Juan Pagan, who was in the crowd at Mr. Sliwa’s primary night party at the Empire Steak House in Midtown Manhattan, said the candidate’s background had given him a clear edge in the race.
“He’s a hard-core New Yorker,” said Mr. Pagan, a 65-year-old retiree from the Lower East Side, speaking in room festooned with red and white balloons scraping the ceiling beneath a sparkling chandelier. “It’s in his veins, it’s in his blood.”
Ayton Eller, wearing a “Refund the Police” T-shirt and a “Trump 2020” yarmulke, echoed that sentiment.
“He knows New York inside and out, he’s been to all the diverse neighborhoods, Harlem, the Bronx,” said Mr. Eller, 41, an accountant who lives in Brooklyn’s Flatlands neighborhood.
Mr. Giuliani, who endorsed Mr. Sliwa, was also in attendance. He said that Democrats discounted the Republican at their peril.

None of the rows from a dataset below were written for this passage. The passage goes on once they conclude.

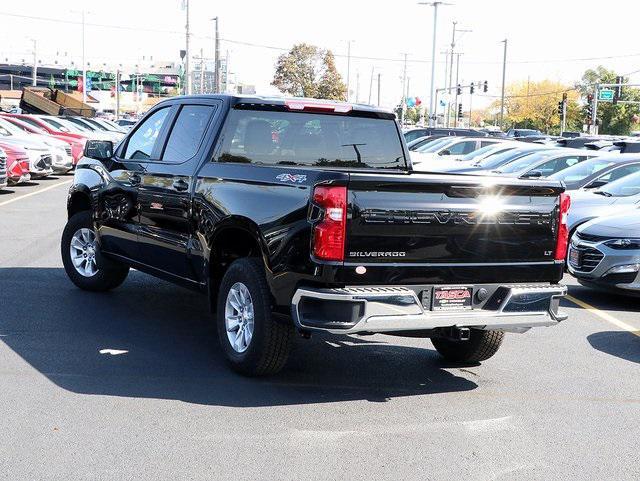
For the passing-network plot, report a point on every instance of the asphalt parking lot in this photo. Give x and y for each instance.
(130, 385)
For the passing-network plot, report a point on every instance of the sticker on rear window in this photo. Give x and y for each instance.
(295, 178)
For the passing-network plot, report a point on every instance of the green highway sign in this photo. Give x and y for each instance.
(605, 94)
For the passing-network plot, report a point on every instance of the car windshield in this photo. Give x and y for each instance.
(625, 187)
(526, 132)
(582, 170)
(495, 148)
(11, 128)
(55, 124)
(524, 162)
(500, 159)
(73, 127)
(80, 124)
(26, 127)
(435, 145)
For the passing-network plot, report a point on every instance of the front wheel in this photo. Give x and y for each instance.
(82, 260)
(480, 346)
(253, 342)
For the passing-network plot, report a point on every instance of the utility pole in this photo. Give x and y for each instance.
(216, 82)
(84, 63)
(201, 71)
(504, 75)
(453, 45)
(455, 121)
(348, 70)
(470, 104)
(594, 116)
(117, 94)
(34, 72)
(404, 91)
(187, 72)
(432, 89)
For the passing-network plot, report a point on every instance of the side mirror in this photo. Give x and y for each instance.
(595, 184)
(534, 174)
(101, 150)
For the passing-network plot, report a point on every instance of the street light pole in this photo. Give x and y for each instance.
(187, 72)
(84, 65)
(453, 45)
(504, 74)
(435, 6)
(34, 72)
(348, 69)
(216, 77)
(455, 106)
(404, 91)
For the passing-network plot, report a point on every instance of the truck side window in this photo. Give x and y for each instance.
(143, 140)
(187, 133)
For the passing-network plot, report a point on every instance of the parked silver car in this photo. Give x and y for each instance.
(614, 198)
(605, 253)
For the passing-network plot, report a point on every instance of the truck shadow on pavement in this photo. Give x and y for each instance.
(621, 344)
(151, 339)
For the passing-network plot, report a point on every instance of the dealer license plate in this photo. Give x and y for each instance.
(452, 298)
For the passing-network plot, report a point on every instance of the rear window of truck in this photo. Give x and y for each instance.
(278, 138)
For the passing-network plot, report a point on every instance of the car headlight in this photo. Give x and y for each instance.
(623, 244)
(625, 269)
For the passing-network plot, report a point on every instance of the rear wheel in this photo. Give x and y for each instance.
(253, 342)
(82, 260)
(481, 346)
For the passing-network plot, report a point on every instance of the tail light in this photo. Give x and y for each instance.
(329, 232)
(563, 230)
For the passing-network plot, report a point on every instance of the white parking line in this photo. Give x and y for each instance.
(603, 315)
(39, 191)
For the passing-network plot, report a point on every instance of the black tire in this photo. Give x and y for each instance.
(269, 348)
(110, 274)
(480, 346)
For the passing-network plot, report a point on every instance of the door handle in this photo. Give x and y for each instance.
(180, 185)
(135, 179)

“People underestimate Curtis,” Mr. Giuliani said.
A radio host and longtime fixture in the New York media landscape who joined the Republican Party only last year, Mr. Sliwa first gained prominence in the 1980s for his creation of the crime-fighting group, whose members roamed the subway and streets in red berets, offering a sense of safety to some New Yorkers who felt especially jittery at a time when crime was far more rampant in the city than it is now.

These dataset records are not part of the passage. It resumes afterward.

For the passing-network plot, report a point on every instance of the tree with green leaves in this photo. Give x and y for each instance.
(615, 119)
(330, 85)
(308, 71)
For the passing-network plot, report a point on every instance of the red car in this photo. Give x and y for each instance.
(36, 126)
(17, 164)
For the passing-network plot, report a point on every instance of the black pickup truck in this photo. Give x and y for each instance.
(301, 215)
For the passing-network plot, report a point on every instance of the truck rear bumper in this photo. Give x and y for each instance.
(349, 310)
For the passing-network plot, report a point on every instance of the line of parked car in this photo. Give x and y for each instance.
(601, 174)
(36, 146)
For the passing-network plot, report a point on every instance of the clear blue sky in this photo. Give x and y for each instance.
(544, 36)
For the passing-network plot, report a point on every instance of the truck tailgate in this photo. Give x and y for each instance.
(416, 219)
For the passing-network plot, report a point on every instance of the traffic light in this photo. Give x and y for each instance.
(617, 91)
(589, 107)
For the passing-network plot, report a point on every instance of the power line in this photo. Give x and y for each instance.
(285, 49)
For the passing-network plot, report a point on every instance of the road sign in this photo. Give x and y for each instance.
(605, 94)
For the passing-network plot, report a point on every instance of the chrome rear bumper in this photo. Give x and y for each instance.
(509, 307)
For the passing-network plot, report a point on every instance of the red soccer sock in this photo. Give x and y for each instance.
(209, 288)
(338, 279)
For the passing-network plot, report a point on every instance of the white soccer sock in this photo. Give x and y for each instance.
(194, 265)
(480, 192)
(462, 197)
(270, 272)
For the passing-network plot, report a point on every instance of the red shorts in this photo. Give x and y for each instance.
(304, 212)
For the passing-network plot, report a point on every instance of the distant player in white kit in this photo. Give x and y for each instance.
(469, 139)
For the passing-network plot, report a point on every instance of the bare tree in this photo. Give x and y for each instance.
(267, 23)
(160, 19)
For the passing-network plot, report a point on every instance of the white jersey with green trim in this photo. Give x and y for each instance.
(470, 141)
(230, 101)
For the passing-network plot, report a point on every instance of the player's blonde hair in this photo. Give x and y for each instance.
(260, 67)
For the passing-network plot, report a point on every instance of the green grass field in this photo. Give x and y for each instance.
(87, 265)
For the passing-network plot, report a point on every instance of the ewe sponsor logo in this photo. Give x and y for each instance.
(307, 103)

The group earned its share of headlines, but Mr. Sliwa, a former McDonald’s night manager, later acknowledged that some of them were based on events that had been faked for the publicity.
Mr. Mateo, a restaurateur with ties to New York’s taxi industry, was born in the Dominican Republic and is a longtime Republican fund-raiser. He gained his own measure of notoriety when it emerged that he had acted as a middleman in fund-raising efforts by Mayor Bill de Blasio that attracted scrutiny from investigators.
Republican leaders were divided over which candidate was the best option to vie for leadership of a city where Democrats hold an edge of more than six to one in registered voters. The Manhattan, Queens and Bronx Republican Parties endorsed Mr. Mateo; Mr. Sliwa had the backing of the Staten Island and Brooklyn parties.
The Republican nominating contest on Tuesday came as the party has grown increasingly irrelevant in the nation’s large cities, aligning itself firmly with rural, conservative voters since Donald J. Trump’s ascent.
Nate Schweber contributed reporting.